|Scale||26, 24.5, and 22.5in|
|Bridge||Fender One Piece|
|Pickup(s)||2 proprietary single coils|
|Daphne Blue, Dakota Red, Olympic White, Competition Red, Competition Blue, Competition Orange, Sunburst|
Models were available with two, three and four necks, each neck with eight strings. The four neck version, known as the quad or Q-8, was discontinued in 1968.
The 1953 MkI models had twin pickups that had stamped Chrome covers with no blend control. The pickups were blended via the tone control; Full off being Bridge Pickup and as the tone control was advanced the Neck pickup was progressively activated. Later the MkII had two single-coil pickups on each neck with black plastic covers, the blend achieved by a small wheel attached to a pot that sat just behind the bridge, introduced in 1954. The bridge pick-up was always on, and the neck pickup could be fed in to taste using the blend pot. Because the pickups were wired with reversed polarities, blending in the neck pickup caused the pickup configuration to be "hum-bucking". Basically the pickup design was a Humbucker split in half and mounted as two interconnected units. A neck selector switch controlled which neck's pickups were 'live'. On earlier 1950s models, the neck selector was controlled originally by slide switches and later by push-buttons. A single tone and a single volume control served the entire instrument.

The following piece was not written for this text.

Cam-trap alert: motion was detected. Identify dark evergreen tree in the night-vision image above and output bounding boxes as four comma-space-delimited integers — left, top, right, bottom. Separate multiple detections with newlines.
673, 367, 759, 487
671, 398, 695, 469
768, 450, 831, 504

The original 1953 models had a long scale length, at 26" (33 frets). From 1954 the scale length was reduced, and two shorter lengths were available, 24.5" (31 frets) and 22.5" (29 frets). To determine the guitar's scale count the markers past the 24th fret; there are 2, 3, and 4 markers for the 22.5", 24.5", and 26" guitars respectively.
Fender Deluxe 6/8
A single neck version was also available, called the "Fender Deluxe 6" or "Fender Deluxe 8", in both six and eight string versions respectively. NOTE: An earlier single neck guitar with a trapezoid shaped pickup was called the "Fender Deluxe" but it is not a Stringmaster guitar. These guitars are not Stringmasters but use a very similar neck design neck and the same electronics configuration and are often categorized with them. All models of Stringmaster and Deluxe were simply called steel guitars in Fender publications; since the domination of pedal steel guitar non-pedal guitars like the Stringmaster are often referred to as console steel guitars or lap steel guitars.